Friday, March 30, 2007

Times Deems Pork a Scandal--If It's Democratic

Wow, looks as though there is a pattern here. Back in December, I wrote about how the New York Times had devoted most of its precious op-ed page to an eye-catching graphic (a format they call Op-Chart) that presented a highly slanted and misleading attack on liberal bloggers. (Short version: The chart, developed by DC blogger K. Daniel Glover, presented an almost entirely Democratic list of bloggers who'd been paid consultants to political campaigns, implying some sort of corruption--while failing to note that the relatively small number of bloggers who'd worked for campaigns without disclosing their paid status were all Republicans.)
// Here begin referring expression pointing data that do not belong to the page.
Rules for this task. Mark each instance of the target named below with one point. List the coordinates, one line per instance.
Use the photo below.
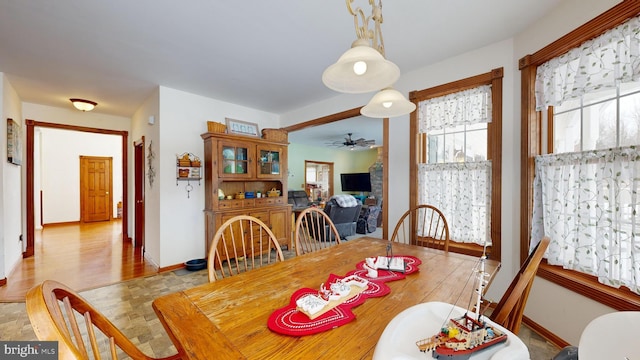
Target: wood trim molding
(30, 195)
(531, 140)
(355, 112)
(325, 119)
(548, 335)
(494, 153)
(603, 22)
Now the Times is at it again, using the visually arresting Op-Chart format for another unfair hit on Democrats. Today it's this chart by Thomas Schatz, president of Citizens Against Government Waste (which as you might guess is a corporate-funded lobbying group). The chart lists items of pork attached to the emergency spending bills currently before Congress, and lest anyone misunderstand the message, Schatz's introductory comments note:
Despite their campaign talk about earmark reform last fall, the new Democratic leadership shamelessly used pork to buy votes. . . .The chart below, which is a partial list of some of the most egregious earmarks, shows that the new bosses are already feeding at the trough, and "war pork" threatens to sink their fiscal credibility.
There follows the chart, decorated with a giant silhouette of a pig (get it?), listing such appalling and obvious wastes of taxpayer money as $4 million for the Office of Women's Health at the FDA and $2 million for repairing ditch irrigation systems. All of this with no background, context, explanation, history, or comparison.

I guess it would have been too much work for an editor at the Times to look back at any other emergency spending bill--one passed by a Republican Congress, for example--to see whether any unrelated spending was included. It took me all of five minutes on Google to uncover this House bill from June, 2006, as sponsored by that great Republican statesman Jerry Lewis (R-CA). A single paragraph of this bill, which was designated an emergency spending bill to cover expenses related to Hurricane Katrina, provides funding for the following pork projects:
(1) the St. Mary Development Corporation, City of Dayton, Ohio, to purchase and demolish blighted property, develop detailed design/construction drawings, and to begin site preparation for new infill housing lots in lieu of street infrastructure and parking facility improvements; (2) the West Virginia University Institute of Technology Community and Technical College in lieu of the West Virginia Technical College for completion of a building for a newspaper publishing program; (3) the Borough of Mahonoy City, Pennsylvania, for improvements to Centre Street in lieu of improvements to West Market Street; (4) the Buffalo Economic Renaissance Corporation for demolition and redevelopment of properties in the Broadway-Fillmore Corridor, Buffalo, New York, in lieu of infrastructure improvements in Central Plaza Park; (5) the Crittenden County Senior Citizens (currently, Day Care) Center, Crittenden County, Kentucky, for expansion of such Center in lieu of the Day Care Center; (6) the Sunnyside Community Services in Queens, New York, for renovation and build out of a multipurpose center in lieu of construction of a senior center; (7) the Boys and Girls Club of Lancaster, Inc. in Pennsylvania (currently, City of Lancaster, Pennsylvania) for construction of the Columbia Clubhouse for the Boys and Girls Club of Lancaster; (8) the City of Greenwood, South Carolina, for the Emerald Triangle Project in lieu of the Greenwood Partnership Alliance, South Carolina, for the renovation of the Old Federal Courthouse; and (9) the UND Center for Innovation Foundation in Grand Forks, North Dakota, for the UND Technology Transfer and Commercialization Center as well as the Ina Mae Rude Entrepreneur Center.
You can read the whole bill if you want to see the complete list of pork projects deemed worthy, nine months ago, by the Republican Congress.

Did the Times turn over its op-ed page last summer to run a giant chart accusing the Republicans of hypocrisy or corruption for passing this bill? Don't bother looking. They didn't.

The Op-Chart format is fun and very effective. Media experts have long known that people are far more likely to look at pictures and read captions than they are to study long blocks of text. So when the Times runs an Op-Chart, it probably gets much more readership than the typical op-ed column.

It's disturbing that America's "paper of record," that supposed bastion of liberalism, seems to feel it's appropriate to devote this format especially to insinuations of hypocrisy and corruption in which data is cherry-picked to make Democrats look bad.